Milli Eğitim Bakanı Tekin, TRT Haber canlı yayınında LGS kapsamındaki merkezi sınavın sonuçları ve eğitim gündemine ilişkin açıklamalarda bulundu, soruları yanıtladı. 15 Temmuz 2016'da Fetullahçı Terör Örgütü'nün (FETÖ) darbe girişiminde şehit olanlara Allah'tan rahmet dileyerek konuşmasına başlayan Tekin, bu anlamda o gecenin unutulmaması gerektiğini ifade etti.
LGS kapsamındaki merkezi sınavda soru kitapçıklarının önceden paylaşılıp paylaşılmadığına ilişkin soru üzerine Tekin, sınavın yapıldığı gün bu tartışmaların kamuoyuna düştüğünü belirtti.
Hemen gerekli inceleme ve araştırmaları yaptıklarının altını çizen Tekin, saat 10.45'te biten sözel oturumun soruları hakkında soruşturma açılan birisi tarafından fotoğraflanarak saat 11.57'de paylaşıldığını söyledi.
“BİZİM PDF MATERYALİMİZ DEĞİL”
Paylaşılan PDF materyallerini incelediklerini aktaran Tekin, "Bir kere bizim PDF materyalimiz değil. Yani soruların çalındığı iddiası külliyen yalan. Böyle bir olay yok. Yayınlanan PDF görüntüsü, sınav saat 10.45'te bitiyor, saat 11.57'de yayınlanmış. Buradan sınavın güvenliğiyle ilgili bir iddiayı ileri sürmek hangi mantık çerçevesinde yapılıyor bilmiyorum. Bakanlığımızın çok geniş bir bilişim altyapısı var ve bu altyapı bu türden analizleri yapabilir. Yani anomali tespit edildiğinde bu anomalileri görebilecek bizim uygulamalarımız var. Ortada herhangi bir konunun yani çocuklarımızın sınav güvenliğini risk altına atacak, onları rahatsız edecek herhangi bir çalınma ya da benzeri şeyin olmadığını açıkladık." dedi.

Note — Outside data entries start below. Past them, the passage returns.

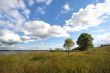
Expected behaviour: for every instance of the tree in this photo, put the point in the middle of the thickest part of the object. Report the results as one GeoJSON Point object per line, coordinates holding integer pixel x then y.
{"type": "Point", "coordinates": [85, 41]}
{"type": "Point", "coordinates": [68, 43]}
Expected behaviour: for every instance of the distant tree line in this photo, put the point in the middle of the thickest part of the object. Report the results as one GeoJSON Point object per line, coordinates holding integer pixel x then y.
{"type": "Point", "coordinates": [84, 42]}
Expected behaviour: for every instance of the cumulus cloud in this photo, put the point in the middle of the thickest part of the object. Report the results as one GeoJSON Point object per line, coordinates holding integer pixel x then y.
{"type": "Point", "coordinates": [47, 2]}
{"type": "Point", "coordinates": [66, 8]}
{"type": "Point", "coordinates": [92, 15]}
{"type": "Point", "coordinates": [8, 37]}
{"type": "Point", "coordinates": [41, 10]}
{"type": "Point", "coordinates": [102, 38]}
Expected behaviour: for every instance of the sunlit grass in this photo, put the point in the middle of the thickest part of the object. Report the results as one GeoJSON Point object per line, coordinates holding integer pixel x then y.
{"type": "Point", "coordinates": [91, 61]}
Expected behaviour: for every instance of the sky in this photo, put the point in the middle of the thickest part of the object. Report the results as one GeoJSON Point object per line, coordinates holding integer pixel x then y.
{"type": "Point", "coordinates": [45, 24]}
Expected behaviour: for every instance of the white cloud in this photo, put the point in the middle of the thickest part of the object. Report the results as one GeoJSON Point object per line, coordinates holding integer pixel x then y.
{"type": "Point", "coordinates": [47, 2]}
{"type": "Point", "coordinates": [66, 6]}
{"type": "Point", "coordinates": [8, 37]}
{"type": "Point", "coordinates": [91, 16]}
{"type": "Point", "coordinates": [41, 10]}
{"type": "Point", "coordinates": [102, 38]}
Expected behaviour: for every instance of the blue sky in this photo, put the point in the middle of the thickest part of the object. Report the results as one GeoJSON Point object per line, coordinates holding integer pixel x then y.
{"type": "Point", "coordinates": [44, 24]}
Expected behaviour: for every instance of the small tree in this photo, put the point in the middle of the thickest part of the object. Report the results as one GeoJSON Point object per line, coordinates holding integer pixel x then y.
{"type": "Point", "coordinates": [85, 41]}
{"type": "Point", "coordinates": [68, 43]}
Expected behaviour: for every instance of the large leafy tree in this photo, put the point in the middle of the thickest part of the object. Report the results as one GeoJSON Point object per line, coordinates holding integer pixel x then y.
{"type": "Point", "coordinates": [85, 41]}
{"type": "Point", "coordinates": [68, 43]}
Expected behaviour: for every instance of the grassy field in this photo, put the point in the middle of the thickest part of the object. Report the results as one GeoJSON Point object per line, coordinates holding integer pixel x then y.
{"type": "Point", "coordinates": [91, 61]}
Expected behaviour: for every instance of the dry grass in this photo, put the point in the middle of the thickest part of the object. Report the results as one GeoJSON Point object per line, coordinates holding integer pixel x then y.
{"type": "Point", "coordinates": [92, 61]}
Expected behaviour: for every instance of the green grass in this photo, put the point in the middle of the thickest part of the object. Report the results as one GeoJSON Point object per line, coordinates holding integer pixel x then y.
{"type": "Point", "coordinates": [91, 61]}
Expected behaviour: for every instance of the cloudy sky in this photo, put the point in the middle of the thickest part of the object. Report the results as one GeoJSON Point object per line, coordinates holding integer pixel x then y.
{"type": "Point", "coordinates": [44, 24]}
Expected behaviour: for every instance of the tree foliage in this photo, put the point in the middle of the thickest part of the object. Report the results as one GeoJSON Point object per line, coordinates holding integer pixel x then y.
{"type": "Point", "coordinates": [85, 41]}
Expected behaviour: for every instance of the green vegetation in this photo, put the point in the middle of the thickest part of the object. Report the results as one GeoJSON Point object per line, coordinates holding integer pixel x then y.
{"type": "Point", "coordinates": [92, 61]}
{"type": "Point", "coordinates": [68, 43]}
{"type": "Point", "coordinates": [85, 41]}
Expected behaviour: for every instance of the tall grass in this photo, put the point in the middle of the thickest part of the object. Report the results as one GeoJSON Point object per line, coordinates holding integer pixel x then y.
{"type": "Point", "coordinates": [92, 61]}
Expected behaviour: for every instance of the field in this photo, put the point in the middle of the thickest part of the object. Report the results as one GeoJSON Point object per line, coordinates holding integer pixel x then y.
{"type": "Point", "coordinates": [92, 61]}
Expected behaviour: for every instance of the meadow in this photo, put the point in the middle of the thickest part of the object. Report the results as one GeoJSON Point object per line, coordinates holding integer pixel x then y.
{"type": "Point", "coordinates": [95, 60]}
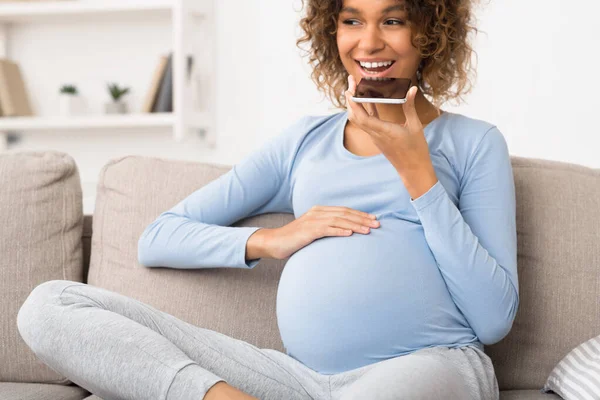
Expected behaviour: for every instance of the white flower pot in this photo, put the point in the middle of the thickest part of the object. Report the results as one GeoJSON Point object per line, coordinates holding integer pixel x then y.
{"type": "Point", "coordinates": [70, 104]}
{"type": "Point", "coordinates": [116, 107]}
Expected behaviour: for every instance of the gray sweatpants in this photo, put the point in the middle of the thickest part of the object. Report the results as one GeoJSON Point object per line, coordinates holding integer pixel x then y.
{"type": "Point", "coordinates": [119, 348]}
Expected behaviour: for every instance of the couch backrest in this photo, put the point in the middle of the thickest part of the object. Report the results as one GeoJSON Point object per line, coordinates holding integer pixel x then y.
{"type": "Point", "coordinates": [558, 221]}
{"type": "Point", "coordinates": [40, 230]}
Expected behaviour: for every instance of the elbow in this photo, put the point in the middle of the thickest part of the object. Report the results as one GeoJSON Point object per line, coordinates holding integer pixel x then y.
{"type": "Point", "coordinates": [144, 249]}
{"type": "Point", "coordinates": [142, 252]}
{"type": "Point", "coordinates": [494, 333]}
{"type": "Point", "coordinates": [497, 329]}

Görüntüleri paylaşan kişiyle ilgili soruşturmalar açtıklarına dikkati çeken Tekin, şöyle konuştu:
"Bu kadar açıklama yaptıktan sonra beni üzen şey şu; İnsanlar siyaset yapabilirler. Siyaset yaparken de kişisel olarak şahsımızla ilgili ya da siyasi rakipleriyle ilgili eleştirilerde bulunmaları çok doğaldır, iftira atarlar, hakaret yaparlar. Bunlar hepsi yargı süreçleri ve siyasi nezaket içerisinde değerlendirilmesi gereken şeyler. Defaten açıklama yapmamıza rağmen bu konuda herhangi bir probleminiz varsa yargı organlarına başvurun, biz orada tekrar kendimizi değerlendirelim, görelim. Bu kadar açıklama yapmamıza rağmen bu şekilde çocuklarımızı demoralize edecek, onların hukuksuzluğu, kendilerine yönelik bir haksızlık yapıldığına dair onlara bir algı oluşturabilecek bu tür şeyleri yapmalarından gerçekten çok rahatsız oluyorum. Bir baba olarak, bir insan olarak rahatsızım, bunu yapmamaları gerekiyor."

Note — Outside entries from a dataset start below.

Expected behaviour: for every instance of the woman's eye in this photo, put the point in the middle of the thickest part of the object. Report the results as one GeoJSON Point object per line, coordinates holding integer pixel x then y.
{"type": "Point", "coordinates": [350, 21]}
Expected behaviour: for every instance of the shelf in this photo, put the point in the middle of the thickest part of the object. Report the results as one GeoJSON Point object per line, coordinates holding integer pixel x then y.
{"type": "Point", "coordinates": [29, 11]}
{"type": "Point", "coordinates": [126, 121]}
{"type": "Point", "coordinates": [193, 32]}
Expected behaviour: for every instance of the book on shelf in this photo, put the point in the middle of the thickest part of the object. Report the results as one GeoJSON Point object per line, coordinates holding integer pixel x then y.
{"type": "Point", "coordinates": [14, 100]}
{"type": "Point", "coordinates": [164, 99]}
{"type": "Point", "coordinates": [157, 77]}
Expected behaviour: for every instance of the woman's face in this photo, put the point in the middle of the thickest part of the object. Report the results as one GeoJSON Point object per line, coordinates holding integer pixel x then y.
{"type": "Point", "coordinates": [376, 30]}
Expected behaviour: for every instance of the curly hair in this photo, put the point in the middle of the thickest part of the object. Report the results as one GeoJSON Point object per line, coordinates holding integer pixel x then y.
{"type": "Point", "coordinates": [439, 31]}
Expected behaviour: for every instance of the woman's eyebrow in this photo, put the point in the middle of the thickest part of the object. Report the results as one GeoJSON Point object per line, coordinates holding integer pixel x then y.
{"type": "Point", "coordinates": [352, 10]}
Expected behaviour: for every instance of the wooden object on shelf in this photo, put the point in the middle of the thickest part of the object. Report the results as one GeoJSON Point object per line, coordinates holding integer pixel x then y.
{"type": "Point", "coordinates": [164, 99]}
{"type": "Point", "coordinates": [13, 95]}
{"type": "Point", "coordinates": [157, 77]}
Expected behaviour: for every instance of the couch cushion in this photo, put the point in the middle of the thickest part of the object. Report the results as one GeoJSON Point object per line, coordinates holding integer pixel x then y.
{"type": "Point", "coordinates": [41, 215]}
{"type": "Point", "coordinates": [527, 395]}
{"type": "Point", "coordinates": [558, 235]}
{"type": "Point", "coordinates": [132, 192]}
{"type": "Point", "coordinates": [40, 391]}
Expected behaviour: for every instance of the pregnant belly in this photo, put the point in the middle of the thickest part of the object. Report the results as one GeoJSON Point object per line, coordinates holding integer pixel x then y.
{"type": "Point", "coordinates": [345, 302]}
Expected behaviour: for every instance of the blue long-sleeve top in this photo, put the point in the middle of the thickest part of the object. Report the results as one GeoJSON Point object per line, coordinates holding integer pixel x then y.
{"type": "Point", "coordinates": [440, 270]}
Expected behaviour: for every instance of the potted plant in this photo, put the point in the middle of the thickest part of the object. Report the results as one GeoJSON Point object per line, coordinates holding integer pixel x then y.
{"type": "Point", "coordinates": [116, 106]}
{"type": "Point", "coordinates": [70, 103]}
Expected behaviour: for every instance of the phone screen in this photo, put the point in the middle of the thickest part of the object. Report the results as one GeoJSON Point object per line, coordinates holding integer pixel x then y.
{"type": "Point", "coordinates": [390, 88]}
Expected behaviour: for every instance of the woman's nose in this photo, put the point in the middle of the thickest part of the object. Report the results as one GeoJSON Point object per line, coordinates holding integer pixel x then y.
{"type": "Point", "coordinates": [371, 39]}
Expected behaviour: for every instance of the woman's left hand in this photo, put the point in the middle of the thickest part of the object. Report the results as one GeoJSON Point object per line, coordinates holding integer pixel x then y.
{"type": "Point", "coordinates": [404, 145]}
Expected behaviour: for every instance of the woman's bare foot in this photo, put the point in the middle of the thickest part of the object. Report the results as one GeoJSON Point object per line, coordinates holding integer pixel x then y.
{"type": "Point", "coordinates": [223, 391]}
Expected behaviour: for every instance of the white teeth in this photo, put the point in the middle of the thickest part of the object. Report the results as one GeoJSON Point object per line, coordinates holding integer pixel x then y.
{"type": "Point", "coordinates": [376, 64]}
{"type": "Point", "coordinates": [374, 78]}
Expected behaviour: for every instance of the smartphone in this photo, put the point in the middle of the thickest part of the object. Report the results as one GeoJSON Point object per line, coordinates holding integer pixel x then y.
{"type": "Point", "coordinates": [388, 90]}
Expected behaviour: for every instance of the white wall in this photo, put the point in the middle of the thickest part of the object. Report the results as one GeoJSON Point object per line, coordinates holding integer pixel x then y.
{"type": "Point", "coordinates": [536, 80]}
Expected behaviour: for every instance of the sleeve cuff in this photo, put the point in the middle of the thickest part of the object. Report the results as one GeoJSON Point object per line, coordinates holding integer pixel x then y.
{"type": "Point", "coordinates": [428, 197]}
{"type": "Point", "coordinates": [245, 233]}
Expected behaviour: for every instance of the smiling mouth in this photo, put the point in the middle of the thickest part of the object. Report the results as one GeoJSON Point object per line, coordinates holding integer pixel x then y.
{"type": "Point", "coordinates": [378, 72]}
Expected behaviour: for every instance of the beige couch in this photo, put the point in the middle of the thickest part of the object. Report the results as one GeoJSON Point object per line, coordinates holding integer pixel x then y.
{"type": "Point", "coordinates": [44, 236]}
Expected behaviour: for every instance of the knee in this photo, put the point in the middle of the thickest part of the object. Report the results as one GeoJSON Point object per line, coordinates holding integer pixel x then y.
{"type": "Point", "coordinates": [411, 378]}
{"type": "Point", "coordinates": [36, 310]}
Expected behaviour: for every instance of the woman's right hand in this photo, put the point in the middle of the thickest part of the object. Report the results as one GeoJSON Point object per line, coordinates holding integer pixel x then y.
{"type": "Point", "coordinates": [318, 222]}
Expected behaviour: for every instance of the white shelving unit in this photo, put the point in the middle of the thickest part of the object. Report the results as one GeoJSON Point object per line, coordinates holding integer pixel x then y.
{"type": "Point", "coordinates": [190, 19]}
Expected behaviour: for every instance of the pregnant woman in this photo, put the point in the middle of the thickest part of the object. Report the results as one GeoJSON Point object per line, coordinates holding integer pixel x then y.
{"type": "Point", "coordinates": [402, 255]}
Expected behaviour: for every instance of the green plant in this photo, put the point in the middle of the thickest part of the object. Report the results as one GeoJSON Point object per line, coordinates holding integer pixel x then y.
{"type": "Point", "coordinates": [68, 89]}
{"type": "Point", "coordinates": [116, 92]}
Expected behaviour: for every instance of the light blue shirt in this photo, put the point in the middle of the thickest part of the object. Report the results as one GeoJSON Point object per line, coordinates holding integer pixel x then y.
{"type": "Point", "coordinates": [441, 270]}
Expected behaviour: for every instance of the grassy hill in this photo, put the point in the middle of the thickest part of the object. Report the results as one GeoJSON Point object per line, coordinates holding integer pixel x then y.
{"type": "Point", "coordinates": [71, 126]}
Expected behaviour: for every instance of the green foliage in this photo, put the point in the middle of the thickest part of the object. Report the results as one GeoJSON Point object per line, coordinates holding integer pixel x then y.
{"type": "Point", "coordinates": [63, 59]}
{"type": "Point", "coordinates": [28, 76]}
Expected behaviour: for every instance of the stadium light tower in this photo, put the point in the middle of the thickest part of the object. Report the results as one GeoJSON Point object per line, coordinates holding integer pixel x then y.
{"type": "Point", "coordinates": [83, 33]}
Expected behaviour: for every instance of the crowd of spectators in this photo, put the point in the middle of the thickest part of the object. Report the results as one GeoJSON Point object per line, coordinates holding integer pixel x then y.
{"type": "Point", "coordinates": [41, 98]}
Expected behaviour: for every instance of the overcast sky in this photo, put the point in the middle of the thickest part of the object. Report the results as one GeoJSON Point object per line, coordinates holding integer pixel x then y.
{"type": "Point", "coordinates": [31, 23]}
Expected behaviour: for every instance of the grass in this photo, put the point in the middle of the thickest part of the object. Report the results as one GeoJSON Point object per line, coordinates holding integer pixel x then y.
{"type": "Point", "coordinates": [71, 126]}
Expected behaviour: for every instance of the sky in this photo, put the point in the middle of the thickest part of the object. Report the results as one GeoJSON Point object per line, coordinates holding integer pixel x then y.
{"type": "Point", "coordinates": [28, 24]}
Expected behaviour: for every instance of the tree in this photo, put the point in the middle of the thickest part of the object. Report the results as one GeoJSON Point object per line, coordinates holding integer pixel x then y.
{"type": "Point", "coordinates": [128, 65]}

"OKULDAKİ 29 KİŞİYLE İLGİLİ SORUŞTURMA AÇILDI"
Bakan Tekin, sınava yönelik gelen şikayetlerin ve kendilerine ulaşan duyumların ilgililerce incelendiğini belirtti.
Söz konusu durumlara sebebiyet verecek uygulamalar yapan kişilerle ilgili hukuki işlemler başlatıldığını aktaran Tekin, "Okuldaki 29 kişiyle ilgili soruşturma açıldı. Ama dediğim gibi nihayetinde soruşturma süreci devam ediyor. Biz idari soruşturma yaparız. İdari soruşturma neticesinde ilgiliye disiplin cezası uygulayabiliriz. Disiplin cezası ve idari soruşturmanın sonucunda da eğer ceza davası açılmasını gerektiren bir durum varsa ceza davası da açılır ve ilgililer en ağır şekilde cezalandırılır." diye konuştu.

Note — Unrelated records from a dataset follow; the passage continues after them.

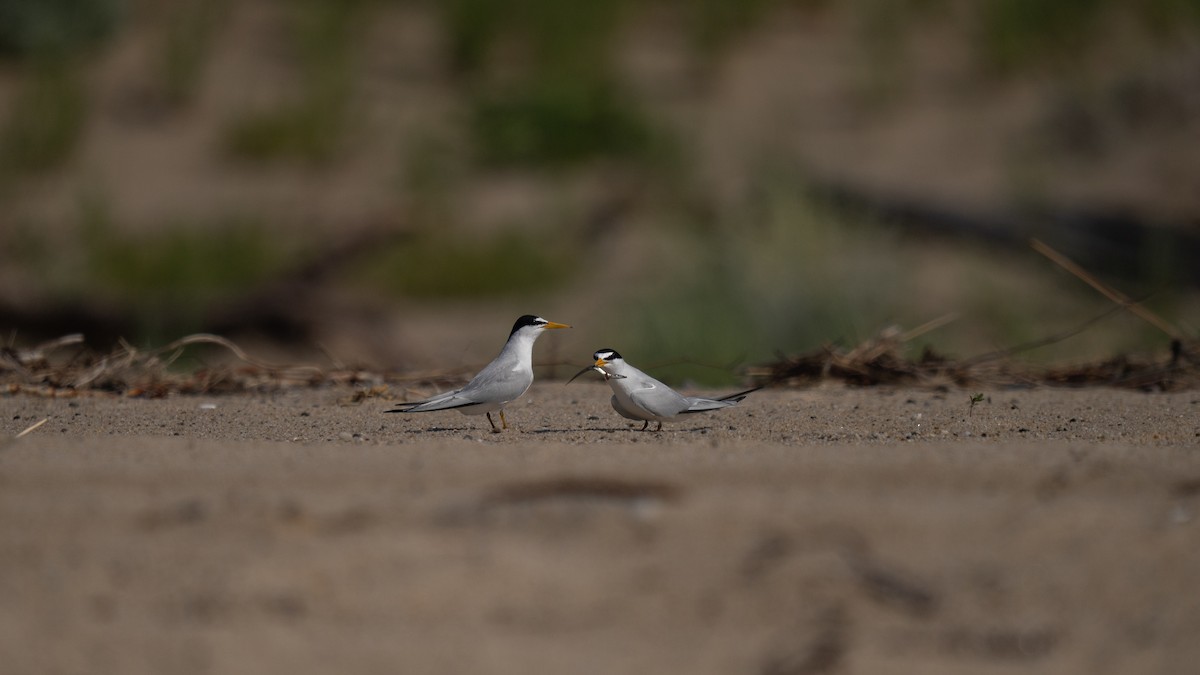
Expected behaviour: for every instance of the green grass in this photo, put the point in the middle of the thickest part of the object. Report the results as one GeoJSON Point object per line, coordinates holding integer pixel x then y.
{"type": "Point", "coordinates": [444, 264]}
{"type": "Point", "coordinates": [45, 121]}
{"type": "Point", "coordinates": [177, 273]}
{"type": "Point", "coordinates": [191, 29]}
{"type": "Point", "coordinates": [311, 124]}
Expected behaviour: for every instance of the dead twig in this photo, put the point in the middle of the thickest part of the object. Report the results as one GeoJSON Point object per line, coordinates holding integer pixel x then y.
{"type": "Point", "coordinates": [1108, 292]}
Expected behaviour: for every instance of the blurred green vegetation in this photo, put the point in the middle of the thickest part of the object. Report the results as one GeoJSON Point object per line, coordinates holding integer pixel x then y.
{"type": "Point", "coordinates": [191, 28]}
{"type": "Point", "coordinates": [537, 89]}
{"type": "Point", "coordinates": [448, 266]}
{"type": "Point", "coordinates": [41, 28]}
{"type": "Point", "coordinates": [45, 121]}
{"type": "Point", "coordinates": [177, 273]}
{"type": "Point", "coordinates": [311, 125]}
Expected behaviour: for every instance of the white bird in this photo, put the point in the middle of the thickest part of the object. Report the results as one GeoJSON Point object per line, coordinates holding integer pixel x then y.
{"type": "Point", "coordinates": [499, 383]}
{"type": "Point", "coordinates": [639, 396]}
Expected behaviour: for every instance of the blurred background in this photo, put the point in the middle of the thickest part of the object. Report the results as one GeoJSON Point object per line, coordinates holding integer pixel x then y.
{"type": "Point", "coordinates": [700, 184]}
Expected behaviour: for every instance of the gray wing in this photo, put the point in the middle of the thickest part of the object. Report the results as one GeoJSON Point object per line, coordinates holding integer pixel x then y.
{"type": "Point", "coordinates": [659, 399]}
{"type": "Point", "coordinates": [696, 404]}
{"type": "Point", "coordinates": [449, 400]}
{"type": "Point", "coordinates": [625, 412]}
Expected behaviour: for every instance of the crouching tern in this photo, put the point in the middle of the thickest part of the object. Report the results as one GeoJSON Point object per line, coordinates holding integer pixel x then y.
{"type": "Point", "coordinates": [639, 396]}
{"type": "Point", "coordinates": [499, 383]}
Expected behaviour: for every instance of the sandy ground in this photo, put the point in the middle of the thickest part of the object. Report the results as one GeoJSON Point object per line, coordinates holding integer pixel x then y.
{"type": "Point", "coordinates": [816, 531]}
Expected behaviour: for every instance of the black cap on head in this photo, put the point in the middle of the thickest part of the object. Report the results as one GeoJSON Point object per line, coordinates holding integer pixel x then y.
{"type": "Point", "coordinates": [527, 320]}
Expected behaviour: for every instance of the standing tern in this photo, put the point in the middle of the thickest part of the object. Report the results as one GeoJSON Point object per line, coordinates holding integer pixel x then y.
{"type": "Point", "coordinates": [499, 383]}
{"type": "Point", "coordinates": [639, 396]}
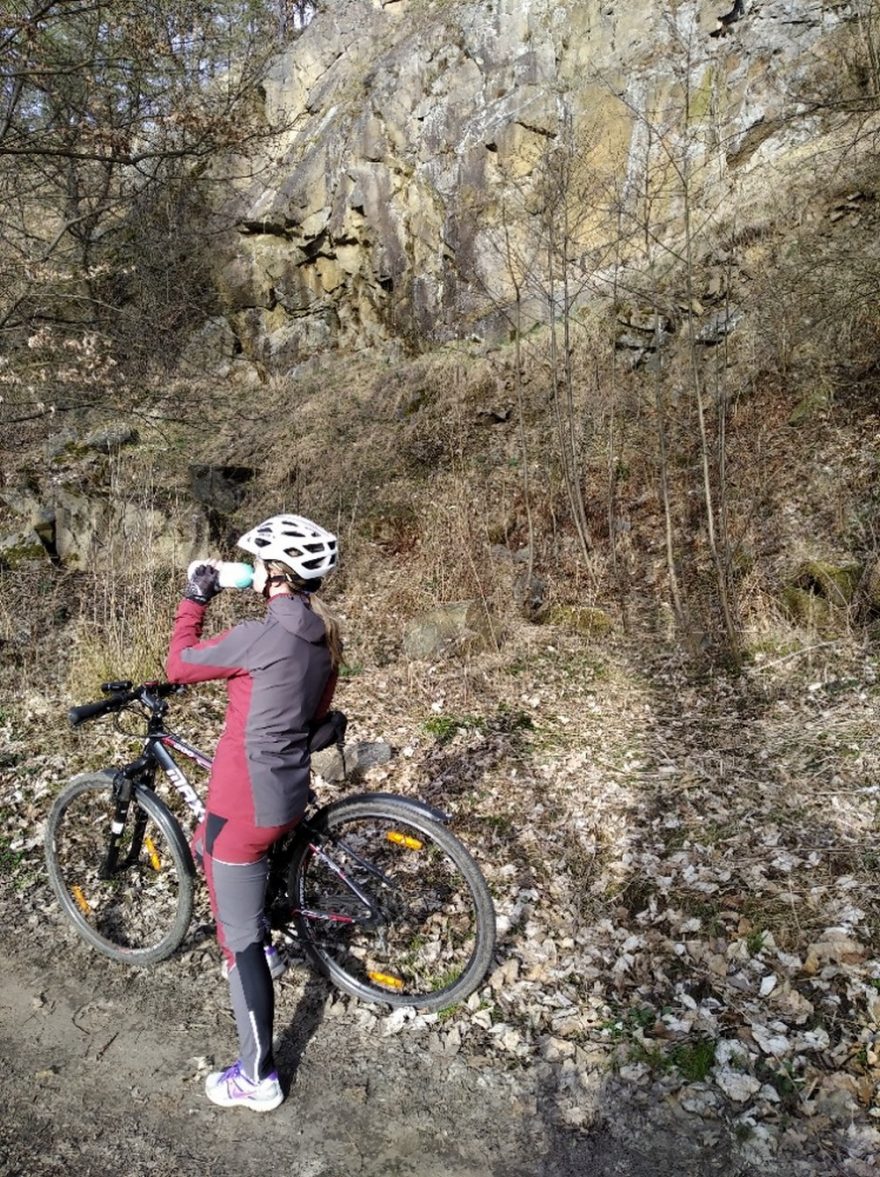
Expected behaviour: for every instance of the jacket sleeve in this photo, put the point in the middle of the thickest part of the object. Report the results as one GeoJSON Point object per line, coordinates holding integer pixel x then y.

Kitapçıklarının sınav yapıldığı günün ertesi günü okullarda öğrencilere dağıtıldığını hatırlatan Tekin, "Sadece istediğimiz saatten veya sınavın soru kitapçıklarının dağıtılmasıyla ilgili istediğimiz saatten biraz erken sosyal medyada paylaşılmış oldu bu. Ama tekrar altını çizerek söylüyorum, sınavın bitmesinden bir saatten daha fazla bir zaman sonra bu olmuş. Dolayısıyla bu sınavın güvenliğiyle ilgili, çocuklarımızın bu anlamdaki gelecek umutlarıyla ilgili herhangi bir risk oluşturabilecek bir durum kesinlikle söz konusu değil." şeklinde konuştu.
"HER TÜRLÜ CİHAZIN SALONA SOKULMASINI YASAKLADIK"
Tekin, sınavlarda alınan güvenlik önlemlerine ilişkin soruyu da yanıtladı. Soruların hazırlandığı ortamın tamamen izole olduğunu, burada jammer gibi sinyal kesici cihazların bulunduğunu aktaran Tekin, içeriden dışarıya bilgi sızmasını engelleyecek her türlü tedbirin alındığını vurguladı.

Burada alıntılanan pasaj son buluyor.